# How Many recivers do you Have Dish And Directv Subs Can Anwser this Question



## pez2002 (Dec 13, 2002)

I have 2 Directv Receivers But we are getting a 3rd For my moms room 


So how many do you have


----------



## Cyclone (Jul 1, 2002)

Why do you want to know? You just keep your nose out of my business and we'll be ok.


----------



## pez2002 (Dec 13, 2002)

Excuse me This is A forum The Last time i checked and its a free country so i can ask questions if you dont wanna anwser my Question then dont respond


----------



## boba (May 23, 2003)

How do you want that question answered, owned receivers, receivers with active subscriptions?
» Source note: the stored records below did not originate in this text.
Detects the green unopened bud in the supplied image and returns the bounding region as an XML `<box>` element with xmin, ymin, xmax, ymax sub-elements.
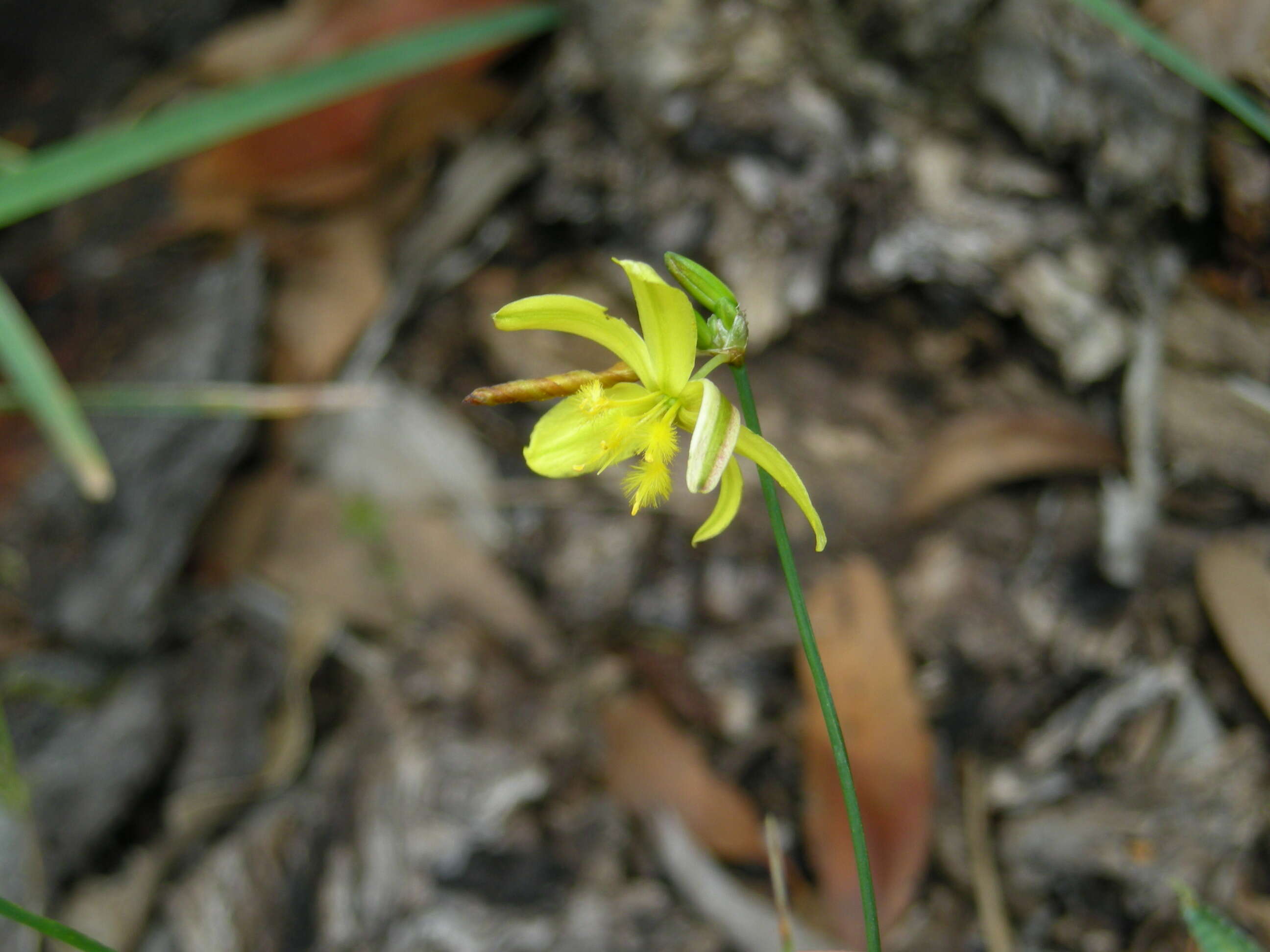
<box><xmin>705</xmin><ymin>311</ymin><xmax>749</xmax><ymax>352</ymax></box>
<box><xmin>665</xmin><ymin>251</ymin><xmax>736</xmax><ymax>321</ymax></box>
<box><xmin>687</xmin><ymin>380</ymin><xmax>740</xmax><ymax>493</ymax></box>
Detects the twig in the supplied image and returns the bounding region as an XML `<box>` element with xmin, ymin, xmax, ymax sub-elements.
<box><xmin>961</xmin><ymin>754</ymin><xmax>1015</xmax><ymax>952</ymax></box>
<box><xmin>763</xmin><ymin>813</ymin><xmax>794</xmax><ymax>952</ymax></box>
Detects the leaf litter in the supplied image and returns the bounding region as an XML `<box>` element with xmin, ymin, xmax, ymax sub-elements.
<box><xmin>0</xmin><ymin>0</ymin><xmax>1270</xmax><ymax>952</ymax></box>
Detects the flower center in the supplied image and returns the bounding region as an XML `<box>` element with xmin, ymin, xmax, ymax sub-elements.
<box><xmin>574</xmin><ymin>381</ymin><xmax>681</xmax><ymax>515</ymax></box>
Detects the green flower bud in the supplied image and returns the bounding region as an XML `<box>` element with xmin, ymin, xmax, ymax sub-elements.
<box><xmin>665</xmin><ymin>251</ymin><xmax>736</xmax><ymax>321</ymax></box>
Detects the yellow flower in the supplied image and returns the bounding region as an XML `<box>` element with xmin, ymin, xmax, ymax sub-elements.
<box><xmin>494</xmin><ymin>262</ymin><xmax>824</xmax><ymax>551</ymax></box>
Do you want me to include the "C" band receivers I still have buried?


----------



## spanishannouncetable (Apr 23, 2002)

Why not just repost in the form of a poll ? Then everyone could answer anonymously. Options could be 1, 2, 3, 4, 5, 6, 7, 8 or more

Just a thought


----------



## pez2002 (Dec 13, 2002)

ok Erase this post i will repost it in a poll


----------



## platinum (Oct 28, 2002)

I have 4


----------



## Mark Holtz (Mar 23, 2002)

Currently: A 501 + two 301s.

Next tuesday: HDVR2 + two HBH-SAs. 

So, three receivers.... and my mom gets the standalone receivers. I get the PVR, but I'm the timeshifter of the family.


----------



## Mike D-CO5 (Mar 12, 2003)

3/508 dvrs and a 721 dvr.


----------



## JohnH (Apr 22, 2002)

Amazing, wanting to be anonymous on such an issue.


----------



## Msguy (May 23, 2003)

I agree with pez2002. If Cyclone didn't like this thread then he didn't have to respond. But since he did so in such a sarcastic way I think he's the one with the problem. Keep your nose out of this thread if you don't care for the topic. Noone is forcing you to reply.


----------



## Cyclone (Jul 1, 2002)

hehe, Gottcha!


----------



## dfergie (Feb 28, 2003)

501, 6000, 2600 dish, hughes- direct tv, uniden c-band ird, hooked up, 2- 1st gen. rca direct tv not used, 1 phillips direct not used, 2 sat -tec (ancient) c-band and one G.I. ird not used. (I am a pack-rat)


----------



## markh (Mar 24, 2002)

I have a 4900 and a 3900 in use and a 2800 that I'm not using.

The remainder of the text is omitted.